Paranormal activity: Brookhaven style: Cemetery manager recalls unexplainable noises, light changes
With October comes cooler weather, pumpkin-flavored everything and the sometimes frightening fun of Halloween. To kick off the scary season, The Daily Leader decided to track down a few spooky stories — the most intriguing tales are the weird happenings witnessed by the City Cemetery Department.
Of course many may have heard the whispers of supposedly haunted places around town like the old King’s Daughters Hospital or a few homes that frightened tenant after tenant, but one may not have heard about some eerie happenings around many of Brookhaven’s graves. Cemetery Supervisor Wayne Williams said he experiences small, unexplainable events regularly.

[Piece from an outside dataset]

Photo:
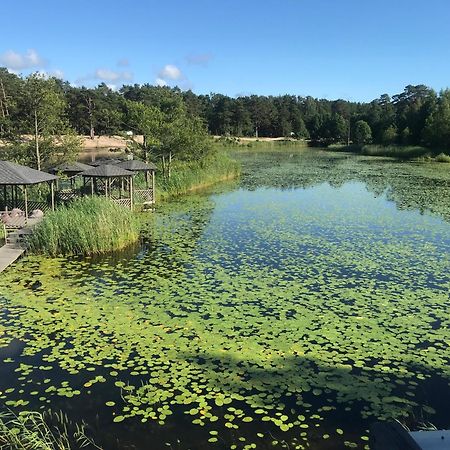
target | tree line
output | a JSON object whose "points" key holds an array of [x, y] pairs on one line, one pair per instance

“I can be sitting here in the office and over on the other side, which is the shop [and] a bathroom […] also, you can hear someone slam the door, slammed very, very hard,” Williams said. “I can get up and go over there to see and nothing is in there — I’ve known no one was in there because I hit the clock [there before.] I’ll come back and be sitting here and it’ll go off again. So I’ll make the comment — the man who was here before I was here, his name was Hosner Cameron — I’ll say ‘Cameron, go lay down somewhere.’ And it would actually stop I wouldn’t hear it anymore.”
Hosner Cameron was working as the cemetery supervisor until he died on June 16, 2012. Williams has been with the cemetery for five years and took over for Cameron when he passed. Though Williams said he doesn’t believe in ghosts, supernatural spirits or similar superstitions, his account suggests Cameron might pay him visits on the job.
Williams said before he started, Cameron used to tell him about seeing people walk towards him in Rosehill Cemetery only to vanish. Cameron said he would see several apparitions and if he turned his head for a second they would disappear. Cameron also described an incident that happened in Rosehill before the cemetery office was moved to Easthaven Cemetery. Cameron was in the restroom when the door slammed so hard he actually thought someone was playing a joke on him only to find everyone was gone to lunch and he was the only person around.
“Before they moved this shop over here the same activity was happening in the shop,” Williams said. “The wind would slam the doors, and it could be a still day. But I never really paid it much mind, it doesn’t really bother me because I don’t believe in that. I thought it was just something he was putting on, but I experienced it for myself with the doors slamming and stuff happening over there that’s unexplainable. I can’t tell you what’s going on in that side when I’m in the office but I know there ain’t nobody here but me. I’ll make the statement ‘Cameron go lay down’ and I won’t hear it no more.”
The most significant experience Williams said was what he and another cemetery worker witnessed in broad daylight one day in Rosehill.
“There was a young man approaching us from the back — I thought it was one of the high school kids; he had backpack on, blue jeans and a white T-shirt. [He] was coming up toward me and when I got out of the truck I just turned around [to get] something off the truck and when I turned around the guy had just vanished,” Williams said.
“He was shocked also, he was ready to leave,” Williams said. “I’m looking like ‘Where did this fella go, there’s no way he could’ve just disappeared in the open cemetery.’ I couldn’t explain it. I told the other crew they’re like ‘Aw you’re just imagining it,’ — no. I was looking right at this guy. He just vanished right out of thin air — there was nowhere to go. I’m telling you I could see all the way around the cemetery, and there wasn’t anywhere to go, nowhere to hide.”
It was the kind of thing that makes your hair stand on end, Williams said. But he knows what he saw and it wasn’t natural.
Williams said the most day-to-day eerie activity happens early in the morning. Quite often he said he will unlock the padlock to open the office in the morning to find the inside lights on. Williams said he is 100 percent sure to always turn the lights off when he leaves and there’s no explanation for the switches being on with no timer or sensor.
“I just hear strange noises a lot of time if something falls in there and I’ll say ‘Oh it’s probably a rat or something in there that’s knocked it over,’ but you never see a rat around here,” Williams said. “There’s always something moving over there like the crew is over there moving around and there ain’t a soul here but me.”